To investigate whether epithelium was implicated in the ACh-induced inhibitory effect, epithelium-denuded tracheal rings were used in the subsequent experiments. As shown in Figure 1, the inhibition of ACh on EFS-induced contraction was significantly attenuated after epithelium removal, revealing that the relaxant effect of ACh on EFS-evoked contraction was epithelium-dependent.

Involvement of mAChR in ACh-induced relaxant effect on EFS-contracted rat tracheal rings

Previous studies have demonstrated that ACh induced a potent dilation via interaction with mAChR in brain cortical arterioles (23). However, the possible involvement of mAChR in the relaxant effect of ACh in airways remains unclear. We then questioned whether mAChR mediated the inhibitory effect of ACh on EFS-evoked contraction. After pretreatment with atropine (2 µM), a non-selective antagonist of mAChR, ACh failed to attenuate the contraction response evoked by EFS in rat tracheal rings (Figure 2). Therefore, the relaxant effect of ACh on EFS-evoked contraction may be mediated by mAChR located on the tracheal epithelium.
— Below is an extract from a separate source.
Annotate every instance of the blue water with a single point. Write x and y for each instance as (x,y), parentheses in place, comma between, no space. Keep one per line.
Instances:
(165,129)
Figure 2 The effect of atropine on acetylcholine (ACh)-induced relaxation in electric field stimulation (EFS)-contracted rat tracheal rings. (A) Representative traces showing the effect of atropine (2 µM) on the 20 nM ACh-induced relaxant effect on the contraction evoked by EFS in rat tracheal rings with (B) the corresponding statistical analysis. Data were presented as a percentage of the initial contraction evoked by EFS. Each column and error bar indicated the mean ± SEM. n=5; ***, P<0.001. The experiment was repeated three times.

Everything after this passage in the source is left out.